We've decided on the processor structure. These are the classes that will instantiate or create an init string for code generation or create the parse tree from AST tree.

For instantiation, there will be an interface with a method where the JavaAllocation is passed in along with the IBeanProxyDomain (this is an object that bean proxies need to determine the domain, i.e. how to access the remote vm, etc). This will return the new allocation as an IBeanProxy.

In the EditDomain, under a key (maybe "AllocationProcessor"), will be an instance that implements this interface. This instance is an editor wide instance. It will need to understand each of the allocation types and then process them appropriately.

Each BeanProxyAdapter has the IBeanProxyDomain stored in it. For performance reason, so that we don't need to keep looking up the AllocationProcessor by key, the IBeanProxyDomain will have an accessor method that returns the AllocationProcessor from the EditDomain, but it caches it. This is OK because the processor instance should never change during the lifetime of the editor. Bean proxies can be used in different types of editors, besides the Java visual editor, so that is why this extensibility is needed here.

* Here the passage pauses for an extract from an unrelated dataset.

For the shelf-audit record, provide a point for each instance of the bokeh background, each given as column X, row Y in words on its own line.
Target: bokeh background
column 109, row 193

There is then the code generation step. This is when the model creates a property setting and now the codegen has to create the init string to place into the Java code itself. Code generation will know how to handle the two different types of allocations to produce the actual string. It'll be isolated into a CodegenUtility class. For InitStringAllocations it is quite simple, just return the init string. It will be more complicated for the parse tree.

The question came up that isn't this kind of restrictive? It doesn't allow for extensions of new JavaAllocation types. We've discussed this and feel that for a particular VE editor that there are so many intrusive places that need to be extended that for new JavaAllocation types it would have to be different code or the code changed drastically. One example is creating the Java allocations from the Java code, the code gen parser is very specific to the Java editor and it would be difficult to dynamically have it parse the code differently and create a different kind of Java allocation. The current idea is that it will always produce parse tree allocations. Our feeling is that for the Java editor this should be sufficient, that parse trees are complete enough for any kind of Java code generation.

This is different than the EMF model and Bean proxies themselves. The EMF model is adaptable to other cases than just a Java editor, so it needs a little flexibility in the instantiation. However we don't feel that dynamically new types of allocations will be inserted at runtime. An editor will have a specific set associated with it.

The codegen is not that general. It is for taking Java code into the Java model, and Java model code back into Java code.